I was introduced to Christina online about a year ago, on suggestion of my friend Sara who had done some work with her in Tuscon. Sara told me I would love Christina’s intensity and focus. She was right. I was hooked on Christina from my very first virtual connection with her through Yogaglo to my first physical meeting with her last June in Chicago. I had a major yoga crush. She’s small, but freakishly strong (and she has the t-shirt to prove it.). She’s not a teacher for the faint of heart nor is she for those into the “flow and glow” style of yoga. No, Christina makes you work. Hard. And not because she tells you to work hard, but because you are INSPIRED to dig deep inside and really go for it.
The four days of asana practice in San Marcos were, without a doubt, some of the most intense practices of my decade-plus of practice. Christina would come in with a sequence, no time constraints and a very ambitious agenda that required us to be present, to stay in the room and to really listen to our own bodies. The first day alone we practiced 3 1/2 hours building up to Natarajasana. And I hit the deepest Natarjasana ever, because I had really pushed it in my practice. Not in a way that was painful or evasive, just in a way that was intense. I pushed myself to the edge of my comfort, knowing that if I danced with the edge, I would experience something deeper. I played with the edge of my pose, my experience, my intensity and my focus. And I was rewarded with a deeper pose.
The next three days continued much in the same way, with hours of asana practice surrounded by some serious kick-ass yogis. It was a blessing to be in the presence of this energy. The energy, not only from Christina, but also from the group, also encouraged me to take that step to play with my edge. To recognize that I was in a safe space, surrounded by supporting and loving folks who had my back. So I could take the chance to fall over, then pick myself up, dust myself off and try again. And again. And again. ( Christina – “Just do something. Anything.”).

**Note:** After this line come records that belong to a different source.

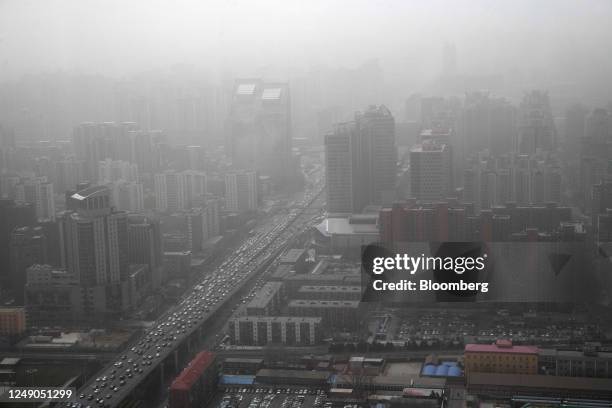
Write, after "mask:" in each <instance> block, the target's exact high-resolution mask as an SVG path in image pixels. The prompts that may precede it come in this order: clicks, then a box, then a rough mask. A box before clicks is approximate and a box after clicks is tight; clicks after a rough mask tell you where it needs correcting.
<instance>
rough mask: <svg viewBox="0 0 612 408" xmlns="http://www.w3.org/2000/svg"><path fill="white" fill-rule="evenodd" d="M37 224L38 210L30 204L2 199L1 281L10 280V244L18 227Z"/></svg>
mask: <svg viewBox="0 0 612 408" xmlns="http://www.w3.org/2000/svg"><path fill="white" fill-rule="evenodd" d="M35 224H36V209H35V208H34V206H33V205H32V204H30V203H15V202H14V201H13V200H8V199H0V279H1V280H2V281H3V282H4V283H7V281H8V280H9V276H8V275H9V270H10V257H9V243H10V240H11V233H12V232H13V230H14V229H15V228H16V227H26V226H28V227H33V226H34V225H35Z"/></svg>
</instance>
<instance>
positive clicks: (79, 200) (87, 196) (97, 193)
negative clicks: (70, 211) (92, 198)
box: [71, 186, 110, 201]
mask: <svg viewBox="0 0 612 408" xmlns="http://www.w3.org/2000/svg"><path fill="white" fill-rule="evenodd" d="M102 194H110V190H109V188H108V187H106V186H93V187H88V188H86V189H84V190H79V191H77V192H76V193H74V194H73V195H72V196H71V198H72V199H73V200H79V201H81V200H86V199H88V198H92V197H96V196H98V195H102Z"/></svg>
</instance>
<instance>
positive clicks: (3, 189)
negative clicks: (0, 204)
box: [0, 174, 21, 200]
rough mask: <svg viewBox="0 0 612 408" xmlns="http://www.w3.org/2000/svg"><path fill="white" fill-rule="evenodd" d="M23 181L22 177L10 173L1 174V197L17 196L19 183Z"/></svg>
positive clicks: (0, 193) (5, 197)
mask: <svg viewBox="0 0 612 408" xmlns="http://www.w3.org/2000/svg"><path fill="white" fill-rule="evenodd" d="M19 183H21V177H19V176H12V175H8V174H0V197H2V198H9V199H11V200H14V199H15V197H16V196H17V184H19Z"/></svg>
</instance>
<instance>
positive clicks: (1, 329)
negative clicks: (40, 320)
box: [0, 307, 26, 336]
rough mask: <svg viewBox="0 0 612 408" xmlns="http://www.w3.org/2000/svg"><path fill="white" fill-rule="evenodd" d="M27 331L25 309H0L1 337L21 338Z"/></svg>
mask: <svg viewBox="0 0 612 408" xmlns="http://www.w3.org/2000/svg"><path fill="white" fill-rule="evenodd" d="M25 331H26V314H25V309H24V308H23V307H1V308H0V336H20V335H22V334H23V333H25Z"/></svg>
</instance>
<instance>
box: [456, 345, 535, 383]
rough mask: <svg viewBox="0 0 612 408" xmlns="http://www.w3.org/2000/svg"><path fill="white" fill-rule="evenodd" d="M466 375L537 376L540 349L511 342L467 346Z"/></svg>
mask: <svg viewBox="0 0 612 408" xmlns="http://www.w3.org/2000/svg"><path fill="white" fill-rule="evenodd" d="M463 356H464V366H465V373H466V375H467V376H469V375H470V374H471V373H500V374H537V373H538V348H537V347H534V346H515V345H513V344H512V341H510V340H497V341H496V342H495V343H493V344H466V345H465V350H464V353H463Z"/></svg>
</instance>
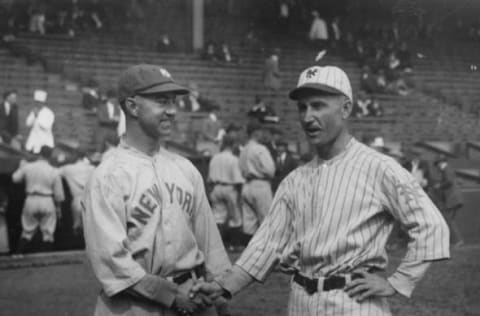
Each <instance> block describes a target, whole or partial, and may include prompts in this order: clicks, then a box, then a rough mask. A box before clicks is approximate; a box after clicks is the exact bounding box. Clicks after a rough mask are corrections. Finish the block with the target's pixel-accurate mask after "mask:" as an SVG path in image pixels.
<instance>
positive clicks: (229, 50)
mask: <svg viewBox="0 0 480 316" xmlns="http://www.w3.org/2000/svg"><path fill="white" fill-rule="evenodd" d="M217 59H218V60H219V61H222V62H224V63H234V64H240V63H241V60H240V58H239V57H238V55H236V54H234V53H232V50H231V49H230V46H229V45H228V44H227V43H222V45H220V48H219V51H218V52H217Z"/></svg>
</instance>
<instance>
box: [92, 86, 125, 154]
mask: <svg viewBox="0 0 480 316" xmlns="http://www.w3.org/2000/svg"><path fill="white" fill-rule="evenodd" d="M116 98H117V95H116V92H115V91H113V90H109V91H107V95H106V97H105V98H104V102H103V103H102V104H101V105H100V106H99V107H98V111H97V119H98V127H97V131H96V133H95V138H96V140H95V143H96V150H97V151H98V152H104V151H105V139H106V138H107V137H108V136H107V135H110V134H111V135H114V136H115V137H118V125H119V123H120V118H121V115H122V113H121V112H122V109H121V108H120V106H119V105H118V104H117V102H116Z"/></svg>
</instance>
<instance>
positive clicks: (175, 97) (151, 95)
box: [137, 94, 177, 106]
mask: <svg viewBox="0 0 480 316" xmlns="http://www.w3.org/2000/svg"><path fill="white" fill-rule="evenodd" d="M137 96H139V97H141V98H143V99H146V100H149V101H151V102H155V103H156V104H158V105H161V106H168V105H175V104H176V102H177V98H176V96H171V97H166V96H160V95H138V94H137Z"/></svg>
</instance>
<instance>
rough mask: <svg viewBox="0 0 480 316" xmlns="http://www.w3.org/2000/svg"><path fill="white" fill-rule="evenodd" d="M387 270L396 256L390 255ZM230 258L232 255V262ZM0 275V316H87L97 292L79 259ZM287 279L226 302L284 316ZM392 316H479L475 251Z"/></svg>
mask: <svg viewBox="0 0 480 316" xmlns="http://www.w3.org/2000/svg"><path fill="white" fill-rule="evenodd" d="M391 255H392V256H391V257H392V260H391V267H390V269H393V268H394V267H395V264H396V263H398V259H399V257H400V256H401V253H400V252H398V253H393V254H391ZM235 257H236V255H232V260H234V259H235ZM28 260H29V259H23V260H22V261H18V264H16V265H15V264H10V265H4V267H3V268H2V269H1V270H0V280H1V283H0V284H1V286H0V315H5V316H10V315H15V316H21V315H35V316H40V315H62V316H67V315H68V316H84V315H91V314H92V310H93V306H94V303H95V298H96V295H97V293H98V291H99V286H98V283H97V282H96V280H95V278H94V276H93V274H92V272H91V269H90V267H89V265H88V263H87V261H86V260H85V258H84V254H83V253H81V252H80V253H77V254H74V255H70V256H69V257H66V258H65V260H62V257H61V256H57V257H56V258H55V259H51V258H48V257H39V258H35V259H31V260H30V261H31V262H30V263H29V262H28ZM288 288H289V277H288V276H286V275H283V274H280V273H273V274H272V275H271V276H270V278H269V280H268V281H267V282H266V283H265V284H264V285H261V284H255V285H253V286H251V287H250V288H247V289H246V290H245V291H244V292H242V293H241V294H240V295H238V296H237V297H235V298H234V299H233V300H232V301H231V311H232V314H233V315H236V316H247V315H248V316H260V315H275V316H281V315H285V314H286V305H287V297H288ZM390 301H391V307H392V311H393V313H394V315H402V316H403V315H406V316H420V315H421V316H429V315H435V316H472V315H480V247H479V246H465V247H463V248H460V249H458V250H454V251H453V252H452V259H451V260H449V261H443V262H438V263H435V264H434V265H433V266H432V268H431V269H430V270H429V271H428V273H427V275H426V276H425V278H424V279H423V280H422V281H421V283H420V285H419V286H418V287H417V289H416V291H415V292H414V295H413V297H412V298H411V299H410V300H407V299H404V298H401V297H398V296H395V297H393V298H392V299H391V300H390Z"/></svg>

As we moved into our time with Manorama, Christina’s Sanskrit and spiritual teacher, the physicality of the practice merged into the spirit of what the practice is all about. Manorama reminded us that “it’s not how you fall down, but how you get up that matters.” Truth resonates in that statement. Pause, and think about all the moments in your life when you fell down. Did it really matter how or why you fell? No, what you remember (or what I always remember), is how I chose to react after the fall. How I chose to get up, to dust myself off and move on. It’s easy to wallow in the pain of the fall, but it takes real commitment to your practice to get up and move on.
So I get up every morning, unroll my mat, and in some way, shape or form, I practice. I play the edge. And it’s not as intense as when I am in an intensive setting, when I am with my teacher, but Christina’s words and “pep talks” always resonate in my body and in my heart. This is my commitment to my practice. To keep getting up, to put a deposit in the bank (in Christina’s words) and to keep exploring to find my edge.